Rain garden schematic section

This is a schematic section of how the rain garden works. The overflow drain keeps water from running into the neighbor’s yard when everything is full and saturated. It leads to a sump that gets emptied after the rain stops so it doesn’t increase flood surge.

The plants

Plants mimic nature in the rain garden depression. Those that tolerate being underwater thrive at the low point. Others spread across the upper areas that drain into the depression.

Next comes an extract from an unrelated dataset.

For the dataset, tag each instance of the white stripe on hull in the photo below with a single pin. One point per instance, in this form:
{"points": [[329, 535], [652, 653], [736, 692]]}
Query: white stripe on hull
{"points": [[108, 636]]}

This list isn’t in any particular order, other than the plants’ wetness zone.  

wetter zone

  • Dogbane / Indian Hemp (Apocynum cannabinum). This should also spread into the asters and other plants for a “tapestry” effect.
  • Sticky Cinquefoil (Drymocallis glandulosa). This gets a lot of native bees.
  • California aster (Symphyotrichum chilense) – these have spread into the wet zone, although they weren’t planted there originally.
  • Tufted Hairgrass (Deschampsia caespitosa ‘Susan’s Choice’). This has gradually been dying off over the years.
  • Soft Rush (Juncus effusus).
  • California Gray Rush (Juncus patens ‘Will Fleming’).
  • California Goldenrod (Euthamia occidentalis). Another, different California goldenrod.
  • California meadow sedge (Carex pansa).

middle zone

  • California Goldenrod (Solidago californica). A recent planting, we’re hoping this will spread into the asters.
  • California field sedge (Carex praegracillis). Spreads slowly, would probably rather be in damp sand.
  • Showy Milkweed (Asclepias speciosa). It seems to like a bit more water than we thought. Difficult to establish!
  • California aster (Symphyotrichum chilense). Spreads everywhere, needs to be pulled out where not wanted. This is a great butterfly plant!
  • California Melic Grass (Melica californica). Too soon to see what this plant will do.
  • Alkali Sacaton (Sporobolus airoides). Too soon to see how this plant will do. Plants in the wetter zone did not grow.
  • Camassia (Camassia quamash). Our only native bulb in the meadow area.

drier zone

  • Narrow-leaved wyethia (Wyethia angustifolia). This plant took a long time to reach flowering size.
  • Hummingbird sage (Salvia spathacea). Planted on the edge of the meadow where it gets afternoon shade.
  • Deer Grass (Muhlenbergia rigens).
  • Blue-eyed grass (Sisyrinchium bellum). Volunteer from elsewhere in the garden.